2016-02-02 Thread Gabor Gevay (JIRA)

[ 
https://issues.apache.org/jira/browse/FLINK-3291?page=com.atlassian.jira.plugin.system.issuetabpanels:comment-tabpanel&focusedCommentId=15128243#comment-15128243
 ] 

Gabor Gevay commented on FLINK-3291:


> `ReduceDriver.run` owns two objects but is not tracking the object returned 
> in `while ((value = input.next(reuse2)) != null) {`

The problem is more complicated than that: This can't be done with just 1 or 2 
reuse objects, each of the head streams need to own objects themselves.

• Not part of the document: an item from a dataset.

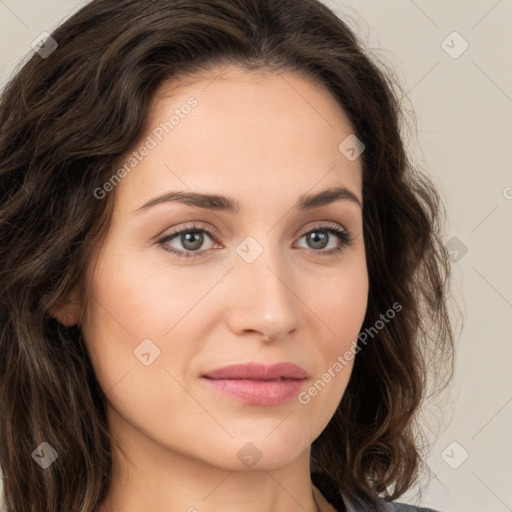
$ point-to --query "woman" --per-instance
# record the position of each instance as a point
(222, 277)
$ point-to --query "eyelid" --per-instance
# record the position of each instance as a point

> Object reuse bug in MergeIterator.HeadStream.nextHead
> -
>
> Key: FLINK-3291
> URL: https://issues.apache.org/jira/browse/FLINK-3291
> Project: Flink
>  Issue Type: Bug
>  Components: Distributed Runtime
>Affects Versions: 1.0.0
>Reporter: Gabor Gevay
>Assignee: Gabor Gevay
>Priority: Critical
>
> MergeIterator.HeadStream.nextHead saves a reference into `this.head` of the 
> `reuse` object that it got as an argument. This object might be modified 
> later by the caller.
> This actually happens when ReduceDriver.run calls input.next (which will 
> actually be MergeIterator.next(E reuse)) in the inner while loop of the 
> objectReuseEnabled branch, and that calls top.nextHead with the reference 
> that it got from ReduceDriver, which erroneously saves the reference, and 
> then ReduceDriver later uses that same object for doing the reduce.
> Another way in which this fails is when MergeIterator.next(E reuse) gives 
> `reuse` to different `top`s in different calls, and then the heads end up 
> being the same object.
> You can observe the latter situation in action by running ReducePerformance 
> here:
> https://github.com/ggevay/flink/tree/merge-iterator-object-reuse-bug
> Set memory to -Xmx200m (so that the MergeIterator actually has merging to 
> do), put a breakpoint at the beginning of MergeIterator.next(reuse), and then 
> watch `reuse`, and the heads of the first two elements of `this.heap` in the 
> debugger. They will get to be the same object after hitting continue about 6 
> times.
> You can also look at the count that is printed at the end, which shouldn't be 
> larger than the key range. Also, if you look into the output file 
> /tmp/xxxobjectreusebug, for example the key 77 appears twice.
> The good news is that I think I can see an easy fix that doesn't affect 
> performance: MergeIterator.HeadStream could have a reuse object of its own as 
> a member, and give that to iterator.next in nextHead(E reuse). And then we 
> wouldn't need the overload of nextHead that has the reuse parameter, and 
> MergeIterator.next(E reuse) could just call its other overload.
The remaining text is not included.